I'm mostly grateful that I don't remember the fall.  I'm not sure how confident I would be the next time I ride with that playing over and over again in my mind.  But part of me wants to know exactly how it happened, just to understand everything better.  Not that it matters, as that hole will remain in my memory until all is restored at resurrection day.

But despite all that went wrong, I am grateful that I am only dealing with the irritation of doing everything one-handed for the next six weeks.  I am grateful that I was, as always, wearing my helmet.  I am grateful that Kathleen was riding with me and was able to call Brandon and the PA at the embassy to come and pick up the pieces.  I don't know what I would have done on my own.  I'm grateful that Kathleen and I speak enough Russian to keep me from getting hauled to the closest local hospital.  I'm grateful that I was flung clear of my horse and didn't get rolled or trampled.  I'm grateful that I broke my left hand instead of my right.  I'm grateful that my chipped tooth is hardly noticeable.  

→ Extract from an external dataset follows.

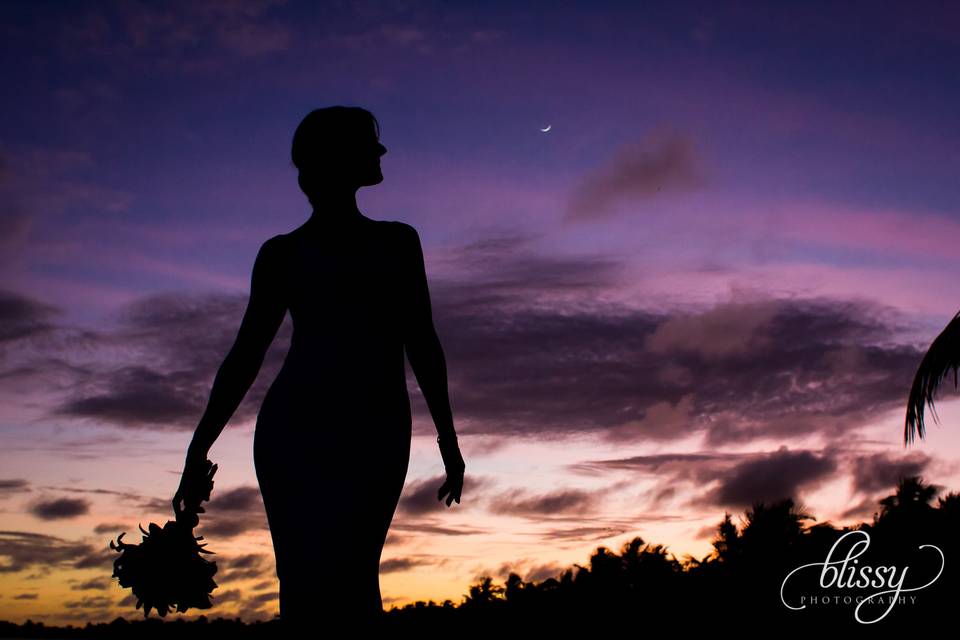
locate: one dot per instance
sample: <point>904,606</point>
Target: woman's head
<point>337,148</point>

There are so many things to be grateful for.  So I haven't spent any time lamenting my accident or trying to figure out how it could have been prevented.  I don't regret going to my lesson that day, or wonder why God didn't stop me from going or keep the horse from clipping the rail.  Sometimes things just happen because we are here and living life.  For all the bad things that happen, there are probably a hundred worse things that could have happened.  So I am content with my broken wrist, chipped tooth, and holey memory.  It could have been much worse.